Example 10 with ConstantValueExpression

use of org.voltdb.expressions.ConstantValueExpression in project voltdb by VoltDB.

the class BranchNode method analyzeJoinExpressions.

@Override
public void analyzeJoinExpressions(List<AbstractExpression> noneList) {
    JoinNode leftChild = getLeftNode();
    JoinNode rightChild = getRightNode();
    leftChild.analyzeJoinExpressions(noneList);
    rightChild.analyzeJoinExpressions(noneList);
    // At this moment all RIGHT joins are already converted to the LEFT ones
    assert (getJoinType() != JoinType.RIGHT);
    ArrayList<AbstractExpression> joinList = new ArrayList<>();
    ArrayList<AbstractExpression> whereList = new ArrayList<>();
    // Collect node's own join and where expressions
    joinList.addAll(ExpressionUtil.uncombineAny(getJoinExpression()));
    whereList.addAll(ExpressionUtil.uncombineAny(getWhereExpression()));
    // Collect children expressions only if a child is a leaf.
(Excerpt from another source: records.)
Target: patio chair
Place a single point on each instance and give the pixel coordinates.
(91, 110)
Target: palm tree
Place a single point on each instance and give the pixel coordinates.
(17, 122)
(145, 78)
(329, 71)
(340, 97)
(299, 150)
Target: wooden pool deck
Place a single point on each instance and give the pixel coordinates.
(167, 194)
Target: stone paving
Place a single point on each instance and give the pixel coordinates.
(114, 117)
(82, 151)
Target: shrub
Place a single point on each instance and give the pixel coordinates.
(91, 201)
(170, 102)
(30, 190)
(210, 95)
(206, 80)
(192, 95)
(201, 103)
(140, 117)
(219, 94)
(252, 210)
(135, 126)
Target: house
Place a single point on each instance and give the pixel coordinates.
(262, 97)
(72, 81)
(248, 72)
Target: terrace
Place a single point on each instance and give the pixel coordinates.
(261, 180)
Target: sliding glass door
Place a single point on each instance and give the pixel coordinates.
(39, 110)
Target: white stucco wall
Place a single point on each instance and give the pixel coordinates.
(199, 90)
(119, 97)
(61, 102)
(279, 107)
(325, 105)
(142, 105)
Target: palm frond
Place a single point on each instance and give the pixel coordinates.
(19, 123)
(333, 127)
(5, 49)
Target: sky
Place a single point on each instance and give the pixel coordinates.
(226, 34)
They are not classified yet
    if (!(leftChild instanceof BranchNode)) {
        joinList.addAll(leftChild.m_joinInnerList);
        leftChild.m_joinInnerList.clear();
        whereList.addAll(leftChild.m_whereInnerList);
        leftChild.m_whereInnerList.clear();
    }
    if (!(rightChild instanceof BranchNode)) {
        joinList.addAll(rightChild.m_joinInnerList);
        rightChild.m_joinInnerList.clear();
        whereList.addAll(rightChild.m_whereInnerList);
        rightChild.m_whereInnerList.clear();
    }
    Collection<String> outerTables = leftChild.generateTableJoinOrder();
    Collection<String> innerTables = rightChild.generateTableJoinOrder();
    // Classify join expressions into the following categories:
    // 1. The OUTER-only join conditions. If any are false for a given outer tuple,
    // then NO inner tuples should match it (and it can automatically get null-padded by the join
    // without even considering the inner table). Testing the outer-only conditions
    // COULD be considered as an optimal first step to processing each outer tuple
    // 2. The INNER-only join conditions apply to the inner tuples (even prior to considering any outer tuple).
    // if true for a given inner tuple, the condition has no effect,
    // if false, it prevents the inner tuple from matching ANY outer tuple,
    // In case of multi-tables join, they could be pushed down to a child node if this node is a join itself
    // 3. The two-sided expressions that get evaluated on each combination of outer and inner tuple
    // and either accept or reject that particular combination.
    // 4. The TVE expressions where neither inner nor outer tables are involved. This is not possible
    // for the currently supported two table joins but could change if number of tables > 2.
    // Constant Value Expression may fall into this category.
    classifyJoinExpressions(joinList, outerTables, innerTables, m_joinOuterList, m_joinInnerList, m_joinInnerOuterList, noneList);
    // Apply implied transitive constant filter to join expressions
    // outer.partkey = ? and outer.partkey = inner.partkey is equivalent to
    // outer.partkey = ? and inner.partkey = ?
    applyTransitiveEquivalence(m_joinOuterList, m_joinInnerList, m_joinInnerOuterList);
    // Classify where expressions into the following categories:
    // 1. The OUTER-only filter conditions. If any are false for a given outer tuple,
    // nothing in the join processing of that outer tuple will get it past this filter,
    // so it makes sense to "push this filter down" to pre-qualify the outer tuples before they enter the join.
    // 2. The INNER-only join conditions. If these conditions reject NULL inner tuple it make sense to
    // move them "up" to the join conditions, otherwise they must remain post-join conditions
    // to preserve outer join semantic
    // 3. The two-sided expressions. Same as the inner only conditions.
    // 4. The TVE expressions where neither inner nor outer tables are involved. Same as for the join expressions
    classifyJoinExpressions(whereList, outerTables, innerTables, m_whereOuterList, m_whereInnerList, m_whereInnerOuterList, noneList);
    // Apply implied transitive constant filter to where expressions
    applyTransitiveEquivalence(m_whereOuterList, m_whereInnerList, m_whereInnerOuterList);
    // In case of multi-table joins certain expressions could be pushed down to the children
    // to improve join performance.
    pushDownExpressions(noneList);
    Iterator<AbstractExpression> iter = noneList.iterator();
    while (iter.hasNext()) {
        AbstractExpression noneExpr = iter.next();
        // better with these predicates pushed down to the inner child node.
        if (noneExpr instanceof ConstantValueExpression) {
            m_whereInnerOuterList.add(noneExpr);
            iter.remove();
        }
    }
}